I have come across plenty of older clients who were sold an FE policy, but turned out to be fully insurable and able to cut their premiums in half... or double the amount of coverage they had. The agent never even bothered to mention a fully underwritten policy to them.

In reality a very small percentage of prospects are true FE prospects (meaning they are a decline for normal UW or unwilling to get med test but honestly want coverage).

Also, FE is meant for just final expenses. It is not meant to cover large needs over $100k. At the end of the day it is life insurance just like all the different other types of life insurance.
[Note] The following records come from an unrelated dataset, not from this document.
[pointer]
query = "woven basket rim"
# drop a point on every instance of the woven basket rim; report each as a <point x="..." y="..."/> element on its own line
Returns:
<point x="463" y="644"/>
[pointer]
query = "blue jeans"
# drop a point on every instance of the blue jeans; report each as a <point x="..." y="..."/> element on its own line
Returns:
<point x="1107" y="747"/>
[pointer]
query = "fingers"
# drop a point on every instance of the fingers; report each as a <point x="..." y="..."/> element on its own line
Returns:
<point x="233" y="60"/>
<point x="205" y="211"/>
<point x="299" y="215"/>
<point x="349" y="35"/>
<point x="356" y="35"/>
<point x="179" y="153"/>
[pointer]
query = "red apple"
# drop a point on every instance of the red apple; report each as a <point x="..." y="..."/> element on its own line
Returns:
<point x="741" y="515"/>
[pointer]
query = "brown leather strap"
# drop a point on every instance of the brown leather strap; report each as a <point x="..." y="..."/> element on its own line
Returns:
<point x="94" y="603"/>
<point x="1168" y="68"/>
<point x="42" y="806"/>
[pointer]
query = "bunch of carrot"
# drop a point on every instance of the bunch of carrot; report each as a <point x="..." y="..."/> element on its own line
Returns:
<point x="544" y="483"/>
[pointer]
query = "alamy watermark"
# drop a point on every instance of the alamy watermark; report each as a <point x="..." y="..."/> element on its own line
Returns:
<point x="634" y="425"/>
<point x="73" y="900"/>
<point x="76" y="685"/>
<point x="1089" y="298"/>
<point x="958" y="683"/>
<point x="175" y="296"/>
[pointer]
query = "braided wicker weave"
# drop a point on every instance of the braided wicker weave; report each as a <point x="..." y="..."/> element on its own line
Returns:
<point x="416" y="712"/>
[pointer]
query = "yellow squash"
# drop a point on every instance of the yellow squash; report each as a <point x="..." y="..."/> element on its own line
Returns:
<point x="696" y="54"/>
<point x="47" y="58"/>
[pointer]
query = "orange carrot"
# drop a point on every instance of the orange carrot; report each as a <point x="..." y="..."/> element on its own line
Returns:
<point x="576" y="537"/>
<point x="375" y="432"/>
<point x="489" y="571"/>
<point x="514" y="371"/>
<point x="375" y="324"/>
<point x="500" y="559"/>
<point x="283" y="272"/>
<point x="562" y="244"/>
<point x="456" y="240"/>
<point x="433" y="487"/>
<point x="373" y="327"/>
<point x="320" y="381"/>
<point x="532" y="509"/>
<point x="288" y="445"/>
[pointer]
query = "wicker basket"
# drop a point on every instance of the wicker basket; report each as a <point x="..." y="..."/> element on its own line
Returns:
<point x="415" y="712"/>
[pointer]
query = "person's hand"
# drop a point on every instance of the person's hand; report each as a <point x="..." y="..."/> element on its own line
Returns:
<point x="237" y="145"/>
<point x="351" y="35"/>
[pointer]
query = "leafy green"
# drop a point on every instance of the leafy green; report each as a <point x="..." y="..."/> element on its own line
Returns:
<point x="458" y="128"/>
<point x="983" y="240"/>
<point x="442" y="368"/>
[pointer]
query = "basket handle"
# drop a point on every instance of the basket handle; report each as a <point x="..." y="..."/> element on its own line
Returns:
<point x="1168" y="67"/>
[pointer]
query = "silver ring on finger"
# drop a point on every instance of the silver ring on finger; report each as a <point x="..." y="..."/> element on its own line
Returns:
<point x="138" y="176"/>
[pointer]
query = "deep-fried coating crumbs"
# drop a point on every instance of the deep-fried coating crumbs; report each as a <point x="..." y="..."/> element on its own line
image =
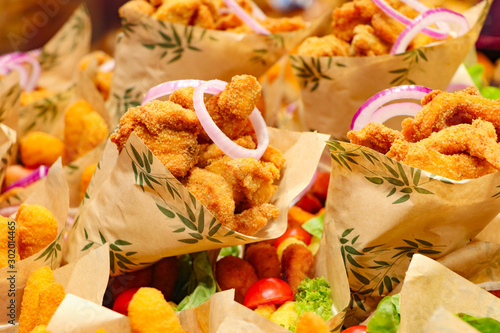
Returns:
<point x="264" y="259"/>
<point x="37" y="229"/>
<point x="233" y="272"/>
<point x="149" y="312"/>
<point x="296" y="264"/>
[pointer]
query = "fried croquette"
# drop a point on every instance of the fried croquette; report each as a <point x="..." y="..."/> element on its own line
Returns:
<point x="39" y="148"/>
<point x="235" y="273"/>
<point x="296" y="264"/>
<point x="264" y="259"/>
<point x="38" y="280"/>
<point x="37" y="228"/>
<point x="149" y="312"/>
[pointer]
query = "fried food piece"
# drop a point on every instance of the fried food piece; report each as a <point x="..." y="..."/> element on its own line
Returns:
<point x="230" y="108"/>
<point x="375" y="136"/>
<point x="442" y="108"/>
<point x="167" y="129"/>
<point x="213" y="192"/>
<point x="38" y="280"/>
<point x="149" y="312"/>
<point x="39" y="148"/>
<point x="235" y="273"/>
<point x="327" y="46"/>
<point x="310" y="322"/>
<point x="87" y="175"/>
<point x="49" y="300"/>
<point x="296" y="264"/>
<point x="37" y="229"/>
<point x="264" y="259"/>
<point x="6" y="234"/>
<point x="165" y="274"/>
<point x="84" y="129"/>
<point x="366" y="43"/>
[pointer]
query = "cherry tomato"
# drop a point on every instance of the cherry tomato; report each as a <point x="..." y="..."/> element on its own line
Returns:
<point x="355" y="329"/>
<point x="268" y="291"/>
<point x="298" y="233"/>
<point x="122" y="301"/>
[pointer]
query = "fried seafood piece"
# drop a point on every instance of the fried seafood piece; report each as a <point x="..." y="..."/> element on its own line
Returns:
<point x="375" y="136"/>
<point x="149" y="312"/>
<point x="264" y="259"/>
<point x="84" y="129"/>
<point x="296" y="264"/>
<point x="167" y="129"/>
<point x="442" y="108"/>
<point x="6" y="236"/>
<point x="327" y="46"/>
<point x="49" y="300"/>
<point x="233" y="272"/>
<point x="38" y="280"/>
<point x="366" y="43"/>
<point x="37" y="229"/>
<point x="230" y="108"/>
<point x="456" y="166"/>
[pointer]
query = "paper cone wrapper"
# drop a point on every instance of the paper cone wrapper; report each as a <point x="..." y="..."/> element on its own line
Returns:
<point x="53" y="195"/>
<point x="333" y="88"/>
<point x="385" y="212"/>
<point x="150" y="51"/>
<point x="134" y="202"/>
<point x="429" y="285"/>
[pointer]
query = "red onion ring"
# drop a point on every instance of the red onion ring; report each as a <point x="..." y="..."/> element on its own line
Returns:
<point x="429" y="17"/>
<point x="386" y="8"/>
<point x="229" y="147"/>
<point x="246" y="18"/>
<point x="36" y="175"/>
<point x="365" y="113"/>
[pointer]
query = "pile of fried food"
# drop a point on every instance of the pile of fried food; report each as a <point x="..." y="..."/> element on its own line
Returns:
<point x="454" y="135"/>
<point x="360" y="28"/>
<point x="237" y="191"/>
<point x="34" y="228"/>
<point x="210" y="14"/>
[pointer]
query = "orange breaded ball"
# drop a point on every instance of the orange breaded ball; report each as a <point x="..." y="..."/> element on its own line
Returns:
<point x="149" y="312"/>
<point x="39" y="148"/>
<point x="37" y="229"/>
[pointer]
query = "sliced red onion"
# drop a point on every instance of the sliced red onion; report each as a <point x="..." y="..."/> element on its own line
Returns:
<point x="229" y="147"/>
<point x="246" y="18"/>
<point x="386" y="8"/>
<point x="365" y="113"/>
<point x="36" y="175"/>
<point x="429" y="17"/>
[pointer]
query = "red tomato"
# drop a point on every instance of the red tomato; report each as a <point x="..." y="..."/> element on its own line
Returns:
<point x="268" y="291"/>
<point x="298" y="233"/>
<point x="355" y="329"/>
<point x="123" y="300"/>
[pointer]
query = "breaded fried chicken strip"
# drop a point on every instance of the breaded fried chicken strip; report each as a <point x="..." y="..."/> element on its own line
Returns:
<point x="296" y="264"/>
<point x="167" y="129"/>
<point x="233" y="272"/>
<point x="440" y="108"/>
<point x="264" y="259"/>
<point x="230" y="109"/>
<point x="375" y="136"/>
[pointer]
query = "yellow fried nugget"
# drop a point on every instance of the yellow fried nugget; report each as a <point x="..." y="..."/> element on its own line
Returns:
<point x="38" y="280"/>
<point x="149" y="312"/>
<point x="8" y="241"/>
<point x="84" y="129"/>
<point x="40" y="329"/>
<point x="37" y="228"/>
<point x="39" y="148"/>
<point x="48" y="302"/>
<point x="310" y="322"/>
<point x="87" y="174"/>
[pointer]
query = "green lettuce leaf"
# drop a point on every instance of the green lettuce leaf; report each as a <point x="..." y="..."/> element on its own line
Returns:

But it is its own special flavor of life insurance that is very different than most other types.
 
Is it a "real" agency or you just selling people from your tax business? If the latter than that is a fair deal. BTW I think you are comparing life commissions with p&c. Renewals are next to nothing in life insurance.

Yes, this is my current structure for Health. My agents sell to my existing tax clients. I've done all the marketing and delivered them customers to write policies for. I'm planning to expand into a "true" agency. Looks like 90-100% is more the norm.
Ultimately, I want to break into P&C...but my focus now is understanding and developing Life.
 
However, in thinking about the end policyholder, I'm not sure I would recommend buying a policy from the "big mutuals" - particularly Northwestern Mutual or New York Life - the companies that don't (seem) to allow brokers. I know Metlife, MassMutual, and Guardian allow brokers to service their policies.

New York Life will let you broker. Full disclosure, I'm with Northwestern, but I had a client that was declined by NML and somehow approved at top rates with NYL. As long as you write 50k premium, NYL will broker. After that one case, I can write any other size case with them as well.
 
New York Life will let you broker. Full disclosure, I'm with Northwestern, but I had a client that was declined by NML and somehow approved at top rates with NYL. As long as you write 50k premium, NYL will broker. After that one case, I can write any other size case with them as well.

NYL used to be an option through CRUMP as recently as a few years ago. I have heard they are a quality firm.